The Northside United Methodist Church is a historic Methodist church in the Northside neighborhood of Cincinnati, Ohio, United States. Constructed in the 1890s for a congregation more than sixty years old, the building has been named a historic site.

The first Methodist Episcopal class in the Northside vicinity formed in the early nineteenth century, and their first building they completed in 1833. Finished in 1892, the present building is the congregation's third; although a second church replaced the pioneer structure, it was destroyed by fire in 1888. After the decision was made to rebuild, the pastor arranged for the architectural services of Samuel Hannaford. At the time, Hannaford was Cincinnati's leading architect, due to his responsibility for the grand Cincinnati Music Hall near downtown. He had further developed his reputation through frequent work with the city's economic and political leaders, producing numerous grand houses in fashionable neighborhoods such as Walnut Hills and Avondale. A Methodist himself, Hannaford was an active member of the Winton Place congregation, and he had designed buildings for the German Methodist Church in Over-the-Rhine as well as for his own church.

Like many other stone Hannaford churches, the Northside Methodist Church is built with rough-faced stone walls. Gothic Revival windows are set throughout the building, which is distinguished by a massive gable-topped section at one end of its irregular floor plan. At one side of the facade rises a tower, within which the main entrance is set. Elements of limestone form the voussoirs around the Gothic Revival arches of the doorway, which frame wrought iron-supported doors and a transom of art glass. The whole building is one and one-half stories tall, although the belfry atop the tower sits above three separate stories. Set upon a stone foundation, the building is topped with a slate roof. The whole structure measures approximately 60 × 95 ft.

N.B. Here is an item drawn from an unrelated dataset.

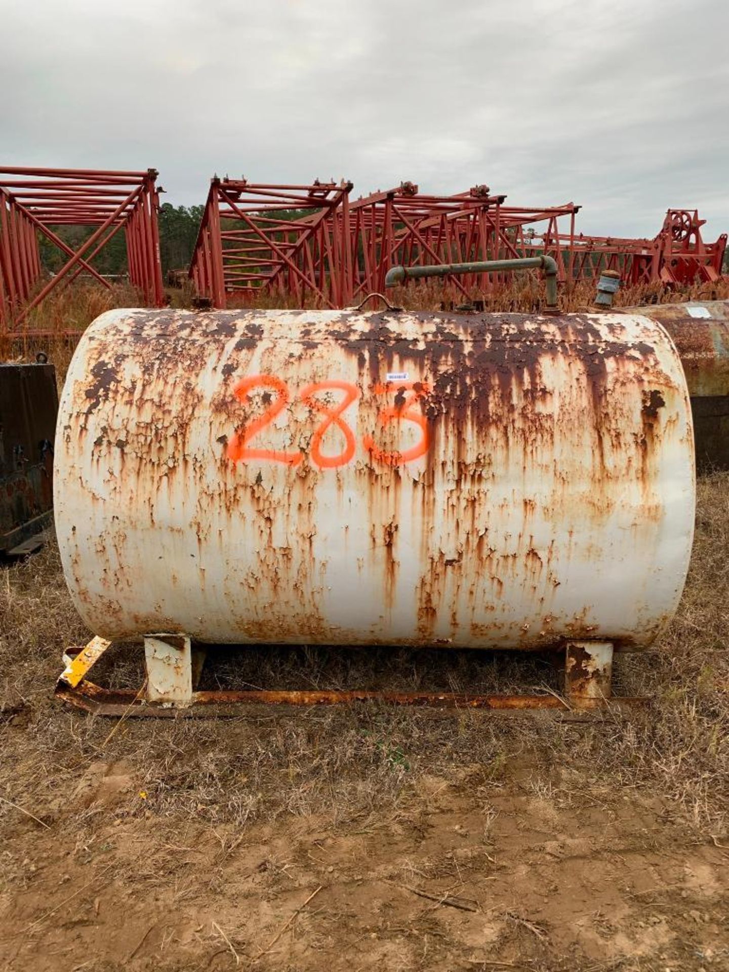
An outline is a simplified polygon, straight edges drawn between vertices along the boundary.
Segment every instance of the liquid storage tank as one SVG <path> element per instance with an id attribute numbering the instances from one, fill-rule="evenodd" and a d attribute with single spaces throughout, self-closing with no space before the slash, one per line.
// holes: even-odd
<path id="1" fill-rule="evenodd" d="M 105 639 L 641 648 L 691 549 L 686 383 L 634 314 L 108 311 L 55 464 Z"/>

In 1980, the church was listed on the National Register of Historic Places, qualifying because of its historically significant architecture. By this time a part of the United Methodist Church, it was one of more than fifty Hannaford-designed buildings listed together as a multiple property submission because of their connection to Hannaford. Among the other buildings in the multiple property submission was the Charles A. Miller House, located two blocks to the west in the same street. No longer a house of worship, it has been divided into a recording studio and a residential section.